Cependant, je n’ai pas utilisé l’alexandrin de manière entièrement classique. D’une part, il impose suffisamment de contraintes pour ne pas y ajouter celles de la césure, des accents à la sixième et à la douzième syllabes, voire des rimes féminines et masculines… cela n’aurait guère été possible de concilier le tout, et aurait donné, en plus d’un résultat illisible, un ton tout à fait décalé par rapport à l’original. Je n’ai pas prêté attention non plus aux ‘e’ muets (marque d’une rime féminine ; comme nous l’avons dit précédemment, cela n’est plus perçu en français ; voir note 2) : dans les traductions qui vont suivre, les ‘e’ précédent une fin de vers ou une pause dans la diction (virgule ou point-virgule) ne sont pas prononcés. D’autre part, le ton que j’ai souhaité utiliser n’est pas celui que l’on retrouve dans les poèmes lyriques… plutôt goguenard, simple et gardant son franc-parler, s’autorisant quelques entorses aux sens originels des mots — avec parcimonie, quand le mot permettait d’apporter une richesse de sens, ou de conserver une rime, bref, un ton plus populaire, sans être pour autant vulgaire. Les archaïsmes abondent dans le poème original (notamment dans les formes verbales, a-wallowing, a-swallowing…), et il me fallait en utiliser dans ma traduction, tout en évitant de verser dans un ton précieux qui aurait rendu la traduction ridicule. La lecture du Kalevala — traduit par Gabriel Rebourcet dans un style jubilatoire — m’a été tout à fait profitable, et j’ai tenté d’en conserver l’esprit, ranimant parfois d’anciens termes oubliés du français, empruntant aux patois de mon pays, et cherchant, toujours, un ton « vrai », un parler naturel. D’autres lectures m’ont aidée à rester dans l’air du ton, comme les livres de Gaston Bachelard, le Trésor des Contes d’Henri Pourrat, ou les Lais féeriques du XIIe et XIIIe siècles. La tâche était peu aisée, l’objectif ambitieux, mais je l’espère, accompli.

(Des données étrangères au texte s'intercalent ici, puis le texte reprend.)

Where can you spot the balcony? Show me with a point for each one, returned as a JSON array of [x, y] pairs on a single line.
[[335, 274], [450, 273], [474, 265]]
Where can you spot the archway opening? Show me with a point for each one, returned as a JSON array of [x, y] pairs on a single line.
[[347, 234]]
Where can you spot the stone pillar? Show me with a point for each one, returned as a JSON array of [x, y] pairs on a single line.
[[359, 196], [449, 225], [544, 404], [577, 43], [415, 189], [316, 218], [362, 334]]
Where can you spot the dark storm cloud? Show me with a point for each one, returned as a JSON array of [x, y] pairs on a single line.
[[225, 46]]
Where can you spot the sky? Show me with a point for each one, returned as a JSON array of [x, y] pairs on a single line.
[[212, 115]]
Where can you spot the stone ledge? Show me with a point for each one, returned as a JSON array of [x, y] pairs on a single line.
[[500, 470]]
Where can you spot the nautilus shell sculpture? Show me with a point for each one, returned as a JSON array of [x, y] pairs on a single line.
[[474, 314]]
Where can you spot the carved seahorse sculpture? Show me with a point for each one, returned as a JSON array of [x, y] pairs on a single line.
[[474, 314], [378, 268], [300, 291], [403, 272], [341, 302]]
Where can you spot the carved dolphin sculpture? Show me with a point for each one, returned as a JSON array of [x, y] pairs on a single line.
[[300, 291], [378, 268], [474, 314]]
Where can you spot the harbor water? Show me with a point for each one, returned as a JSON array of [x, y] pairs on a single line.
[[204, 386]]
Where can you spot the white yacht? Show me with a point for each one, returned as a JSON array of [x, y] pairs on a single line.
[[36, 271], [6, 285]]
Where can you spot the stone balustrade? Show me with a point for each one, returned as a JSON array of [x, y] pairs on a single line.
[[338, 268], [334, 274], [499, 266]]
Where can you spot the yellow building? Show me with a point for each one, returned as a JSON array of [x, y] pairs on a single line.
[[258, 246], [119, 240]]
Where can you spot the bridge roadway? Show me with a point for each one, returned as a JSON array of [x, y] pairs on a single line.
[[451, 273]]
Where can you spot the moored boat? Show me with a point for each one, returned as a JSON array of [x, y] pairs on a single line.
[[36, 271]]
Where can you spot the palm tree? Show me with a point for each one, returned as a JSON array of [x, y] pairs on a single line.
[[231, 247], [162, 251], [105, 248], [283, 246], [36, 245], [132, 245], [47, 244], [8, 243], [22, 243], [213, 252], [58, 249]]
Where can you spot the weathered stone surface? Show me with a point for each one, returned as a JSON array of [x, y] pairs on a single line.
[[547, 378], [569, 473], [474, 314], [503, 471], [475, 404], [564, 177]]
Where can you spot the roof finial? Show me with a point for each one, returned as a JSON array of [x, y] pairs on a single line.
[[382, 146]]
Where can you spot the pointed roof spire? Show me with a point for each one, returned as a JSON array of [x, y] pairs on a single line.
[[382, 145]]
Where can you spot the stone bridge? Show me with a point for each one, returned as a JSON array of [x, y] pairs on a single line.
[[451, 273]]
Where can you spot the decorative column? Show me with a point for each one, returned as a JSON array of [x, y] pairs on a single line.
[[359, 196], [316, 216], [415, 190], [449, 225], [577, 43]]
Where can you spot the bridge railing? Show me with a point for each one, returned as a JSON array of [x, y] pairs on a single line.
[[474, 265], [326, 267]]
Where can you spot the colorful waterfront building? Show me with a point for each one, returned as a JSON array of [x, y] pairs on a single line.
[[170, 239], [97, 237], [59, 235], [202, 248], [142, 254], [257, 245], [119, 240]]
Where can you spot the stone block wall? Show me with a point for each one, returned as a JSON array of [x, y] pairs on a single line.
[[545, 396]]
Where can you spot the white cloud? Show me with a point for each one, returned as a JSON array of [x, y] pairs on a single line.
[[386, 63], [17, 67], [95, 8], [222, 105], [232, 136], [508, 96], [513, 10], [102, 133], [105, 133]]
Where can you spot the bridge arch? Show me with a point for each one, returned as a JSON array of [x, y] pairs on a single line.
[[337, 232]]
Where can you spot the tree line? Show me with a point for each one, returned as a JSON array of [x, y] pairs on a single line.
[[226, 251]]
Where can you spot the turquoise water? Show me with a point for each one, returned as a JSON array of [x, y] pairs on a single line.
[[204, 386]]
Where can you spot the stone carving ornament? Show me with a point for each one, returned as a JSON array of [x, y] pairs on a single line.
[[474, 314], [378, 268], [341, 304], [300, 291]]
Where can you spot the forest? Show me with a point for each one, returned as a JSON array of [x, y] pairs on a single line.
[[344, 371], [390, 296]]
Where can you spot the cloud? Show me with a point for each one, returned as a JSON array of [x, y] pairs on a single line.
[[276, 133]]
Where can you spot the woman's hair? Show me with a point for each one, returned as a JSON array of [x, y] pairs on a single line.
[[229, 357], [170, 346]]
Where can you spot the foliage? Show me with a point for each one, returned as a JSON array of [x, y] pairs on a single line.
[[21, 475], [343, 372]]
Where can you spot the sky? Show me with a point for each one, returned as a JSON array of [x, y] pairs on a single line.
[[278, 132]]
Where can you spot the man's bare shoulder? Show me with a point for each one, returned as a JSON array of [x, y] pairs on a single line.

Je tiens à remercier ceux qui m’ont aidée dans cette aventure de mots, à savoir Bertrand Bellet, pour ses relectures toujours précieuses en tout ce qui concerne linguistique et poétique, Jean-Rodolphe Turlin, pour ses cartes et sa solide connaissance de la Comté, Jean-Philippe Qadri, pour son aide éclairée en matière bombadilienne et ses encouragements, et Jérôme Sainton pour ses questions, pinaillages et étoileries. Remerciements aussi à Cédric Fockeu, qui m’a permis de prolonger le plaisir en me demandant de rédiger cet article, en toute liberté.

 

Stéphanie Loubechine,
mai 2005.

Table des matières

Notes

[1] Cité in LOMBEZ Christine, Traduire en poète, in Poétique, n°135, septembre 2003.
[2] CARTER Lin, The Young Magician, ed. Ballantine Books, 1969.
[3] LOMBEZ Christine, Traduire en poète
[4] LOMBEZ Christine, Traduire en poète
[5] Cité in LOMBEZ Christine, Traduire en poète
[6] En français, une rime est dite riche si la consonne précédant l’accent tonique rime aussi… Plus simplement, quand plus de deux phonèmes riment. En anglais, il est inhabituel de distinguer rimes riches (expression reprise d’ailleurs telle quelle, ce qui montre son étrangeté pour les Anglais, et qui correspondrait alors aux rimes du genre teem/esteem) et pauvre (me/identity). Il faut alors parler de rime masculine ou simple (choice/voice) et rime féminine ou double (blessing/dressing) — les accents toniques sont notés en gras. La différence fondamentale entre la poésie anglaise et française est l’accentuation. Alors que le français — surtout si l’on remonte au nord, moins dans les régions méridionales — n’est plus sensible aux accents toniques, l’anglais repose essentiellement sur eux. Cela implique que la différence entre une rime masculine (terminant sur une syllabe accentuée : luron/botillons) et une rime féminine (terminant sur une syllabe inaccentuée, donc sur un ‘e’ muet : claire/Rivière ) n’est plus perçue en français, mais reste une caractéristique essentielle en anglais.
[7] Un phonème est une unité de son du langage parlé, minimale et caractéristique : [b] et [p] par exemple ; on ne peut les réduire plus, et ils ne peuvent être confondus.